The practical problem comes later. An ordinary inspection can check many things, but recognizing a different electronic configuration, verifying a mapping or demonstrating that the motorbike no longer corresponds to the technical data sheet requires much more specific tools and checks. In Spain, the director of AECA-ITV explained that to intercept certain differences a power test bench would be needed, a tool that is not used in ordinary technical inspections.
In Germany, the Kraftfahrt-Bundesamt, the federal transport authority which issued the approval of the affected models, told ZDF that it was actively following the reports.

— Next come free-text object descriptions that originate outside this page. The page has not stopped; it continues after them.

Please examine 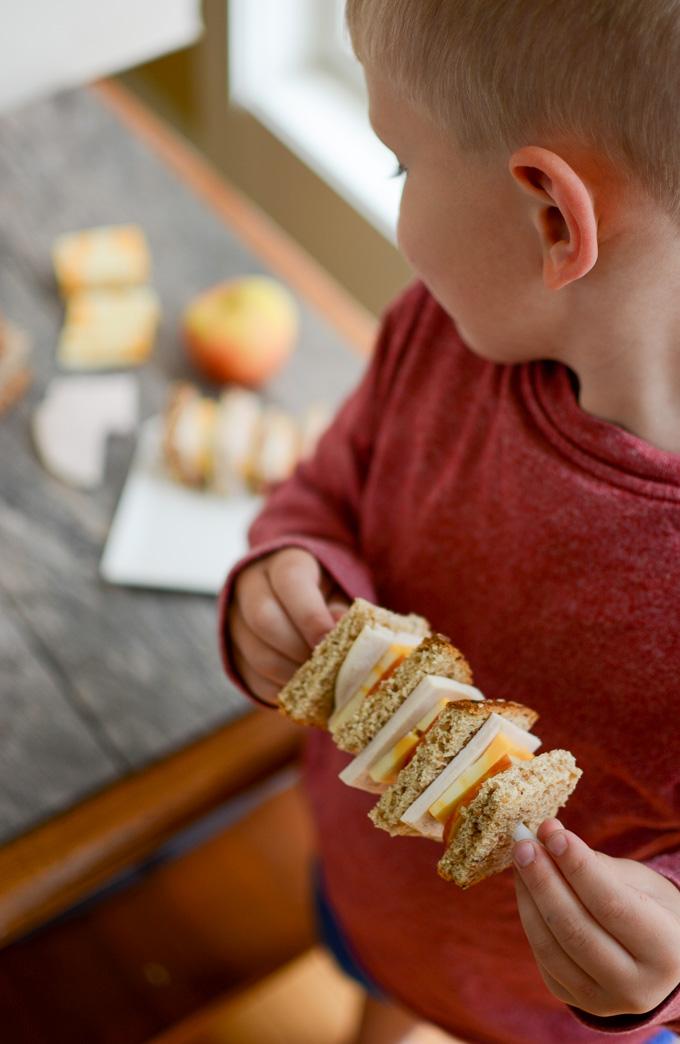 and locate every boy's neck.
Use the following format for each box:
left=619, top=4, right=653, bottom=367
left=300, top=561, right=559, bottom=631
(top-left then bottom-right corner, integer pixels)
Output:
left=573, top=344, right=680, bottom=456
left=553, top=235, right=680, bottom=456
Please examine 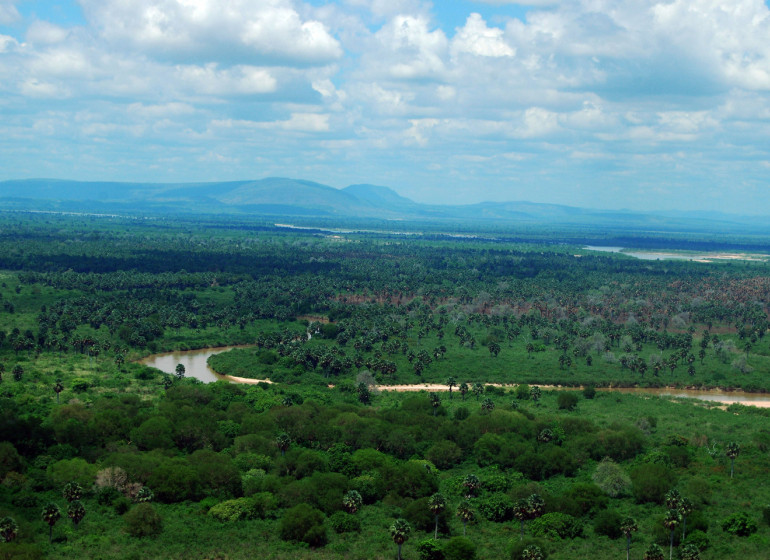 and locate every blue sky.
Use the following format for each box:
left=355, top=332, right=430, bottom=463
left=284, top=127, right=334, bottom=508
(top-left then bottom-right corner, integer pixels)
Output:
left=2, top=1, right=770, bottom=214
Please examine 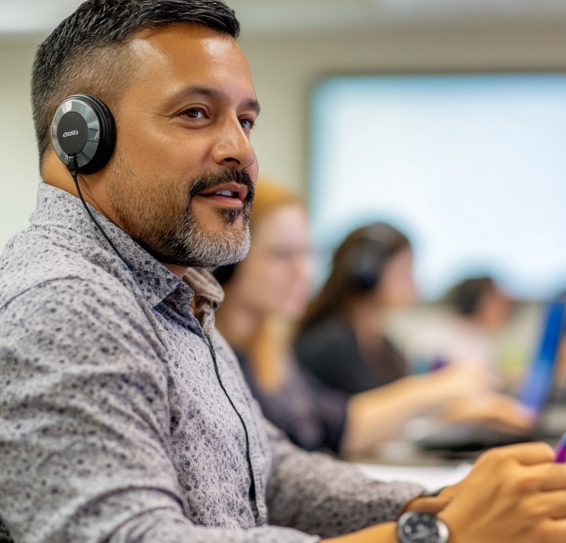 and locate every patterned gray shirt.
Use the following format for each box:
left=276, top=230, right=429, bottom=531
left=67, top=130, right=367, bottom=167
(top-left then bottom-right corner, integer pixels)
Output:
left=0, top=183, right=423, bottom=543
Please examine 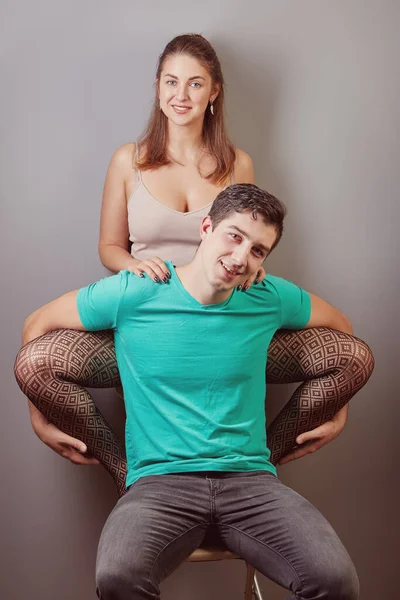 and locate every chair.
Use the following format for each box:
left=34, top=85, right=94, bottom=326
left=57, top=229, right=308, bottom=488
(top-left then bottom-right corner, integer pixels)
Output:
left=186, top=534, right=264, bottom=599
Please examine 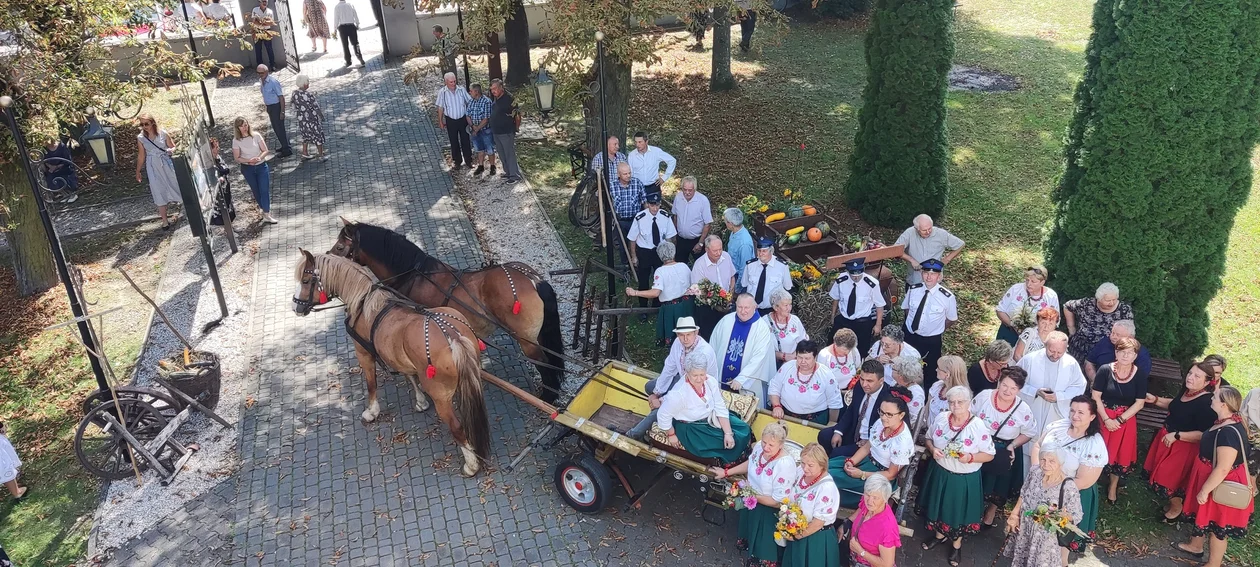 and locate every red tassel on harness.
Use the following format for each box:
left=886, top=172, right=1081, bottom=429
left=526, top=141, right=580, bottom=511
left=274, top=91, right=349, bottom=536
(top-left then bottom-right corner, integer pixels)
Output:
left=512, top=300, right=522, bottom=315
left=426, top=365, right=437, bottom=379
left=478, top=339, right=486, bottom=352
left=318, top=290, right=328, bottom=304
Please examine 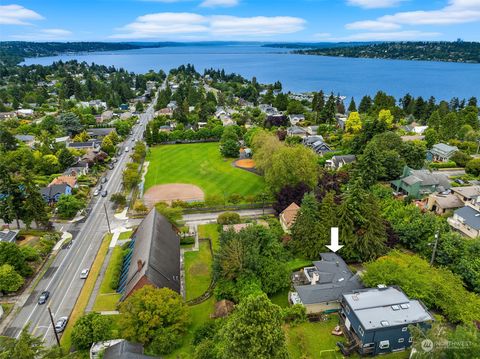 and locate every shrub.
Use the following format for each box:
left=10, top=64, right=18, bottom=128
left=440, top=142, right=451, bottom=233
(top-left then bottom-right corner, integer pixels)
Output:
left=71, top=312, right=113, bottom=350
left=217, top=212, right=241, bottom=225
left=466, top=158, right=480, bottom=176
left=429, top=161, right=457, bottom=169
left=228, top=193, right=243, bottom=205
left=282, top=304, right=307, bottom=325
left=133, top=200, right=148, bottom=213
left=451, top=151, right=472, bottom=167
left=180, top=236, right=195, bottom=245
left=20, top=246, right=40, bottom=262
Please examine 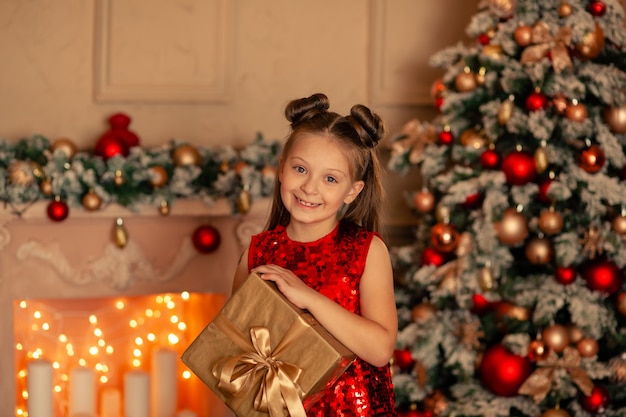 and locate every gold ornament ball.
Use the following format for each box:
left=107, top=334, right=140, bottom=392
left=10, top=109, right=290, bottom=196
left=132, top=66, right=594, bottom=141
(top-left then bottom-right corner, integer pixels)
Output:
left=559, top=2, right=573, bottom=17
left=40, top=178, right=53, bottom=196
left=8, top=160, right=37, bottom=186
left=412, top=302, right=436, bottom=322
left=539, top=209, right=564, bottom=235
left=82, top=191, right=102, bottom=211
left=577, top=338, right=599, bottom=358
left=525, top=237, right=554, bottom=264
left=498, top=99, right=514, bottom=125
left=542, top=324, right=570, bottom=353
left=568, top=325, right=584, bottom=344
left=478, top=266, right=494, bottom=291
left=414, top=189, right=435, bottom=213
left=542, top=409, right=570, bottom=417
left=114, top=171, right=125, bottom=186
left=612, top=215, right=626, bottom=235
left=514, top=25, right=533, bottom=47
left=474, top=69, right=486, bottom=86
left=50, top=137, right=78, bottom=159
left=430, top=223, right=459, bottom=253
left=435, top=203, right=451, bottom=223
left=566, top=102, right=588, bottom=122
left=459, top=129, right=487, bottom=150
left=496, top=301, right=531, bottom=323
left=603, top=105, right=626, bottom=134
left=149, top=165, right=168, bottom=188
left=528, top=339, right=551, bottom=362
left=576, top=23, right=605, bottom=60
left=173, top=144, right=202, bottom=167
left=481, top=44, right=503, bottom=59
left=534, top=147, right=549, bottom=174
left=617, top=292, right=626, bottom=316
left=455, top=71, right=476, bottom=93
left=159, top=200, right=170, bottom=216
left=496, top=208, right=529, bottom=245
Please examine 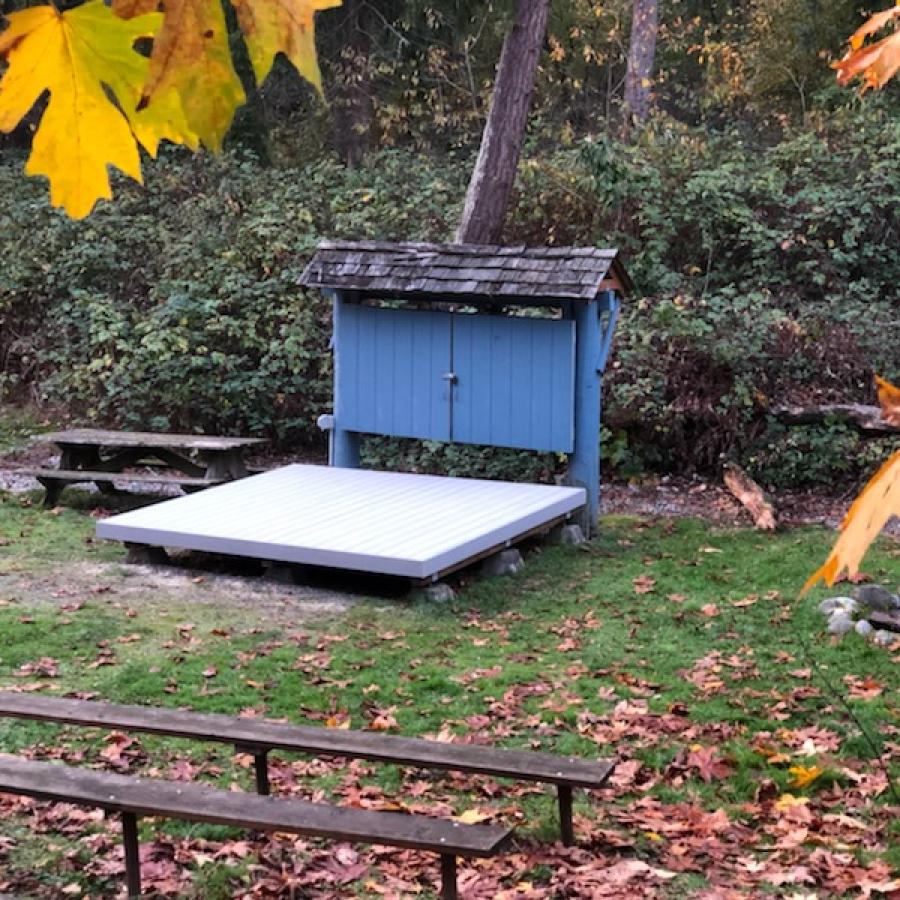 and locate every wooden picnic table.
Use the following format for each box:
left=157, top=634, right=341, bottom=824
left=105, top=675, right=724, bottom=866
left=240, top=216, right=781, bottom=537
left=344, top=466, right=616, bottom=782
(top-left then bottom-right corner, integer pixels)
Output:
left=28, top=428, right=266, bottom=506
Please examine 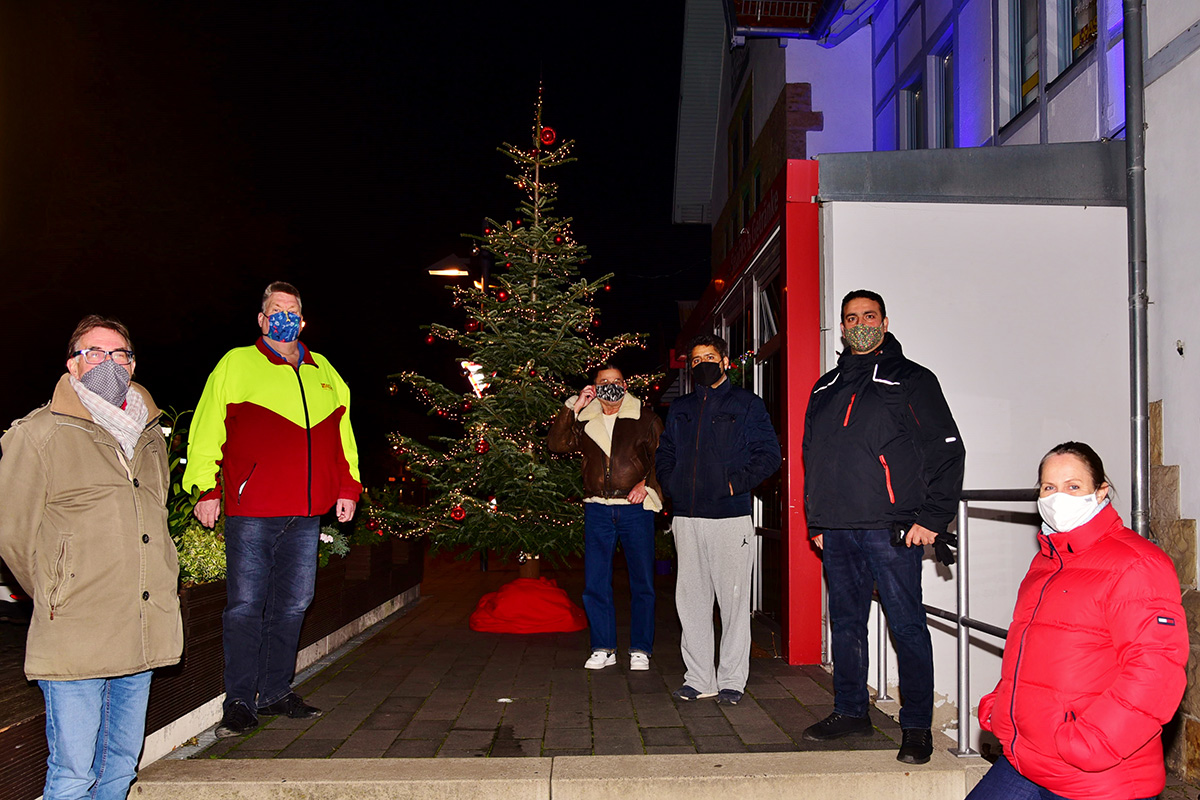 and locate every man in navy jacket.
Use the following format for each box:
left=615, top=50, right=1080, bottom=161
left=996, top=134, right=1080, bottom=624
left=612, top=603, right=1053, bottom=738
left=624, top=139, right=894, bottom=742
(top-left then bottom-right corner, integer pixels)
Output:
left=801, top=290, right=965, bottom=765
left=656, top=334, right=780, bottom=706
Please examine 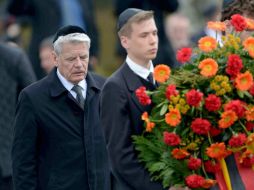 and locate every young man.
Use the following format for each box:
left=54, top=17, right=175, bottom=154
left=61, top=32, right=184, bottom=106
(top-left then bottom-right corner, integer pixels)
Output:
left=100, top=8, right=168, bottom=190
left=12, top=25, right=110, bottom=190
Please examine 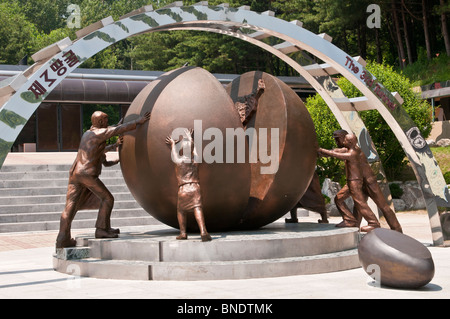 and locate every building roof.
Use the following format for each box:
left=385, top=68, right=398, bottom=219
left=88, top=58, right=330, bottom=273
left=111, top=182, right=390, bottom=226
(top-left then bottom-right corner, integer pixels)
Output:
left=0, top=64, right=313, bottom=104
left=416, top=80, right=450, bottom=100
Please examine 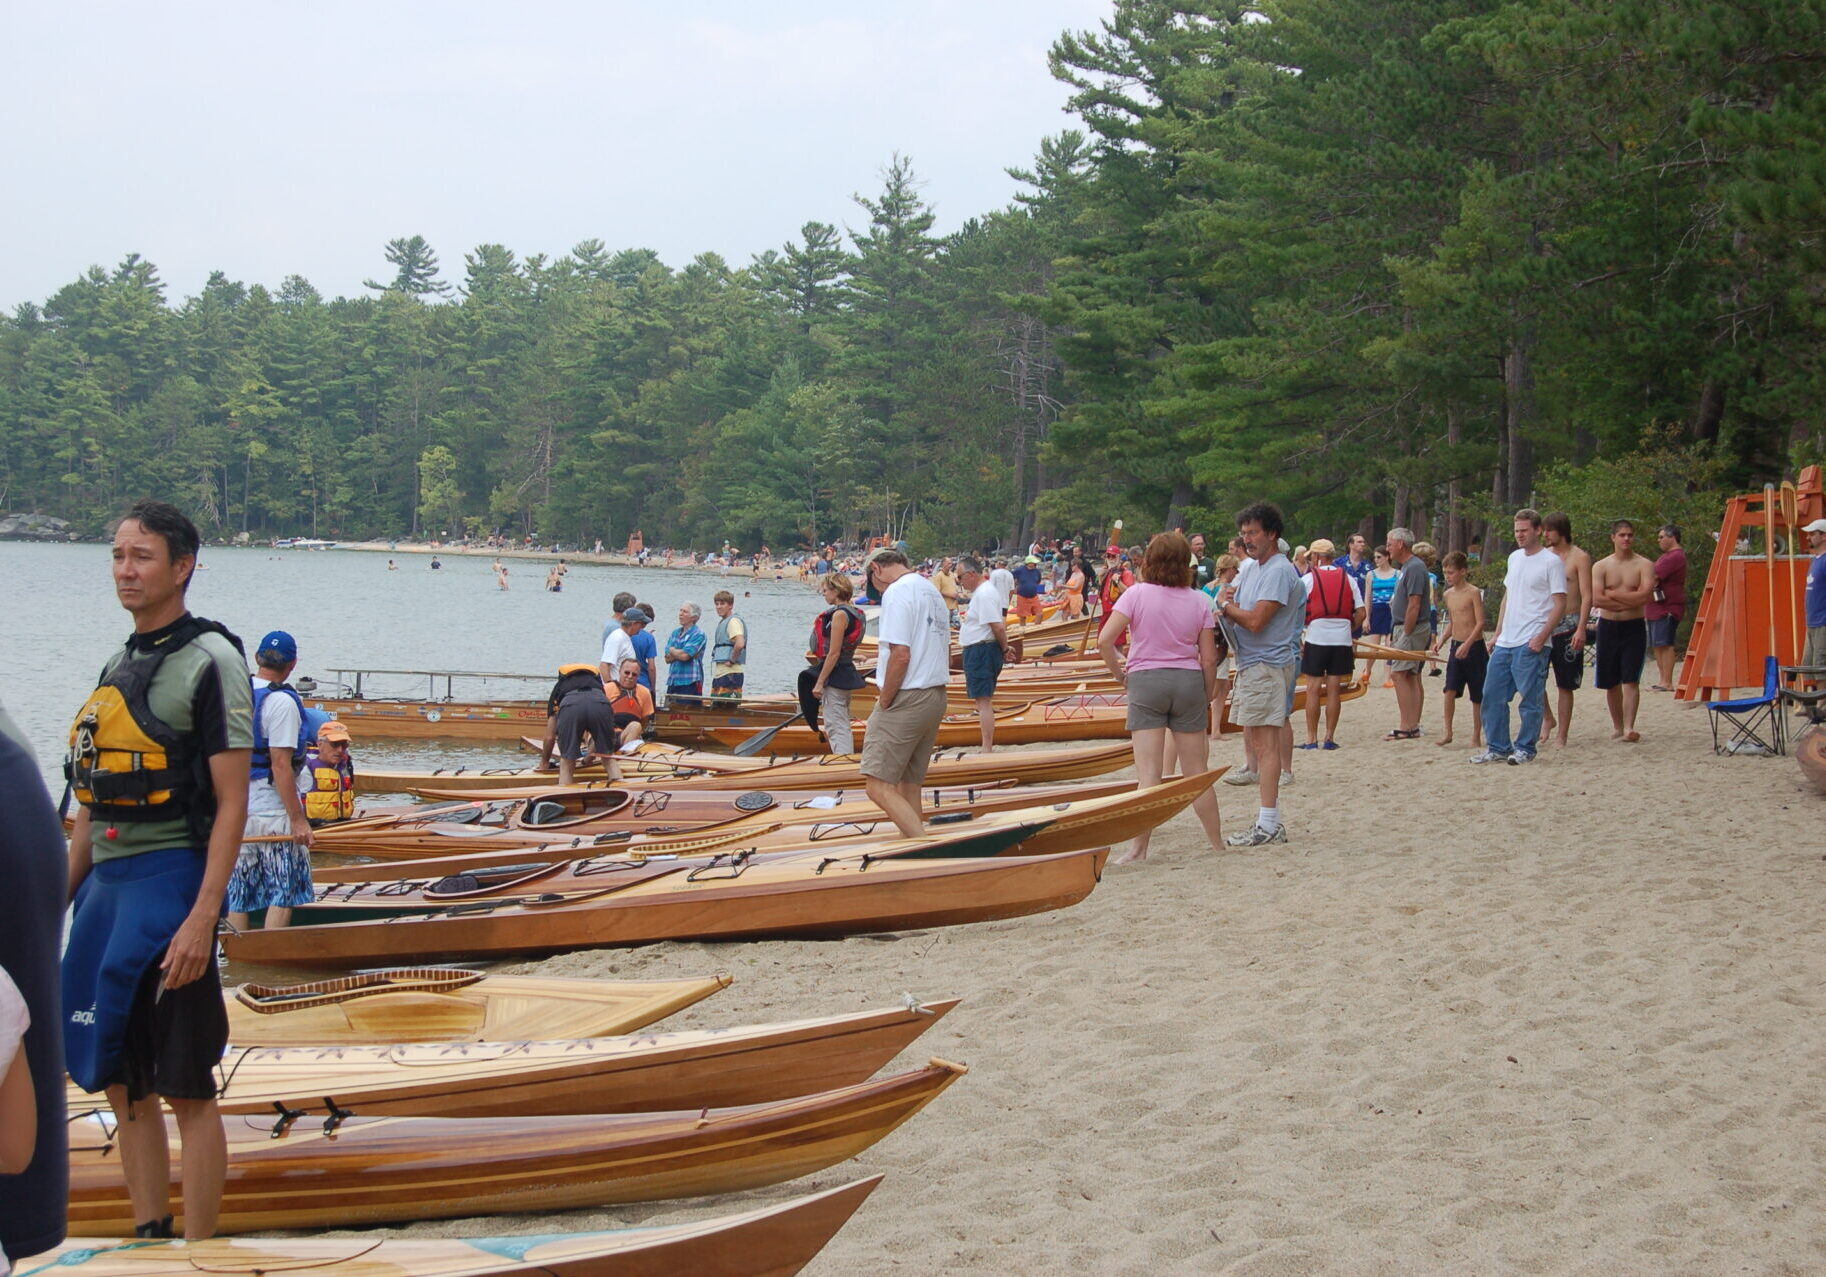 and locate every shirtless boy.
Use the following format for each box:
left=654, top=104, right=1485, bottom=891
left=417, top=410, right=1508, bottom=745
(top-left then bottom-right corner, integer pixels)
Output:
left=1539, top=512, right=1592, bottom=746
left=1590, top=519, right=1657, bottom=742
left=1431, top=551, right=1488, bottom=747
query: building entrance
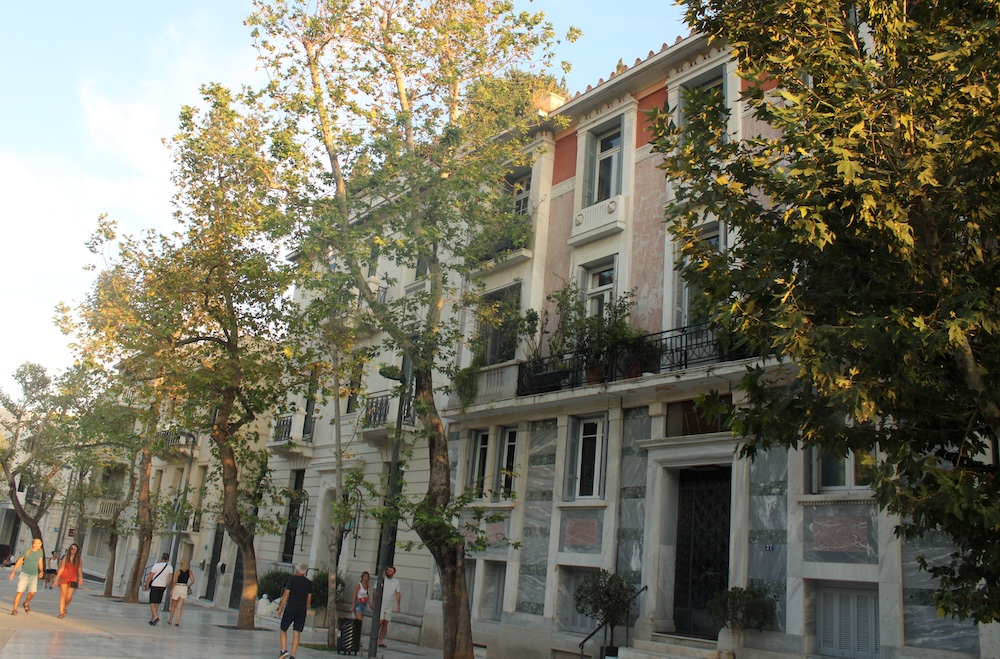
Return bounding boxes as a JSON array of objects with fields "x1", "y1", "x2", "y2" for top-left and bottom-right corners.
[{"x1": 673, "y1": 466, "x2": 731, "y2": 638}]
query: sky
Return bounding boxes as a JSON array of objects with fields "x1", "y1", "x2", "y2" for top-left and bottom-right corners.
[{"x1": 0, "y1": 1, "x2": 688, "y2": 396}]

If deviations from the rules are found during the investigation, the authority may take measures against the economic operators involved. It’s the point where the investigation stops being just a journalistic job and becomes a matter of public surveillance. The story of the KTM motorcycles leaves a very concrete question on the table: how much is an approval worth if the vehicle in circulation risks having another configuration?